A celebrou com a Cup&Cino um contrato de franquia para a abertura do primeiro

café da marca em Portugal, com vigência por período indeterminado. A relação entre A e a

marca foi-se deteriorando, até que o franqueador denunciou o contrato com seis meses de

antecedência, após cinco anos de vigência do contrato.

Contrato de franquia

Segundo o disposto no art. 28º-1 c) RJCA, a denúncia só é permitida nos contratos

celebrados por tempo indeterminado e com a antecedência mínima de três meses, no caso.

Relativamente ao direito à indemnização de clientela, art. 33º RJCA, a norma não pode

ser aplicada sem mais: devemos justificar a analogia face a cada alínea.

A e B celebraram um contrato de franquia, por tempo indeterminado, nos termos do

qual A abriu um estabelecimento da marca em Lisboa, num prédio arrendado.

Passado um ano, A, sem nada dizer a B, vendeu o estabelecimento a C, comunicando

a venda ao senhorio. Quando descobre, B resolve o contrato com A e o senhorio resolve o

contrato de arrendamento.

C pretende, então, ser indemnizado pela clientela angariada, até porque não sabia

que A não tinha comunicado a venda a B.

Franquia e trespasse

A: franqueado

B: franqueador

A venda do estabelecimento a C configura um aparente trespasse por compra e venda,

a título oneroso. Não há verdadeiro trespasse [art. 1112º-2 CC, a contrario] porque não houve
consentimento de A, franqueador: o negócio jurídico é válido, apenas é ineficaz [art. 424º CC].

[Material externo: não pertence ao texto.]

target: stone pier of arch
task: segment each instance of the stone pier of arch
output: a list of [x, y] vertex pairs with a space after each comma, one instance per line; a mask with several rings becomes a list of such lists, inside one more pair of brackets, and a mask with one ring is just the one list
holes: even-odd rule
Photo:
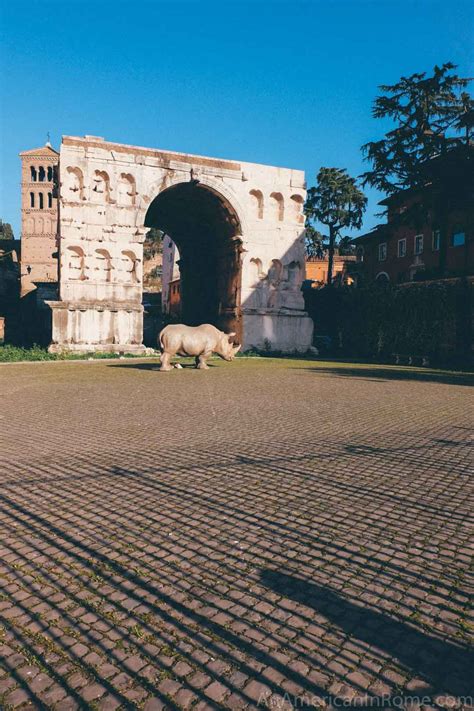
[[181, 246], [183, 321], [233, 330], [243, 350], [311, 346], [301, 293], [302, 171], [64, 136], [58, 196], [51, 351], [144, 351], [143, 241], [150, 226]]

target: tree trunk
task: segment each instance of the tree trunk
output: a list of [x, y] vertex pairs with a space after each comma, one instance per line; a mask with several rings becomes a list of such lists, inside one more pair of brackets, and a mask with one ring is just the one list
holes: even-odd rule
[[328, 278], [327, 285], [332, 284], [332, 270], [334, 264], [334, 242], [336, 239], [336, 230], [332, 225], [329, 225], [329, 252], [328, 252]]

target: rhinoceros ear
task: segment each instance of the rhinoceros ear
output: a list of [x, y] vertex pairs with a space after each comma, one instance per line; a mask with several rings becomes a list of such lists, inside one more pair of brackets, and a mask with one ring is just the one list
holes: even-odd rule
[[233, 339], [234, 336], [236, 336], [237, 334], [235, 333], [235, 331], [232, 331], [232, 333], [227, 333], [226, 335], [227, 335], [227, 338], [229, 339], [229, 343], [232, 343], [232, 339]]

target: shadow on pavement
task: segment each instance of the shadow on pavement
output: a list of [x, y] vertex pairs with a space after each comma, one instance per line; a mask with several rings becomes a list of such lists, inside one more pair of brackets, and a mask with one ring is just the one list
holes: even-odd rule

Não havendo trespasse, não foi transmitida a posição contratual do contrato de

franquia, mas apenas o direito pessoal de gozo sobre o imóvel. Aplica-se, pois, o regime geral

da cessão da posição contratual: não bastava a mera comunicação, mas sim um verdadeiro

consentimento do senhorio [arts. 1059º-2 e 424º CC]. Não havendo consentimento do senhorio,

há direito de resolução e correspondente indemnização, nos termos dos arts. 1047º e 1083º CC

por incumprimento contratual do franqueador, B.

Recorde-se que os contratos celebrados por tempo indeterminado, como o contrato de

franquia do caso, podem ser denunciados em vez de resolvidos, ainda que sem respeitar o

prazo de pré-aviso, por existir justa causa de denúncia.

C não pode receber indemnização de clientela de B, com quem não tem qualquer

relação contratual, ou de A, antigo franqueado. Tem, sim, direito a ser indemnizado nos

termos gerais da responsabilidade civil por A, por não ter pedido consentimento [art. 798º CC].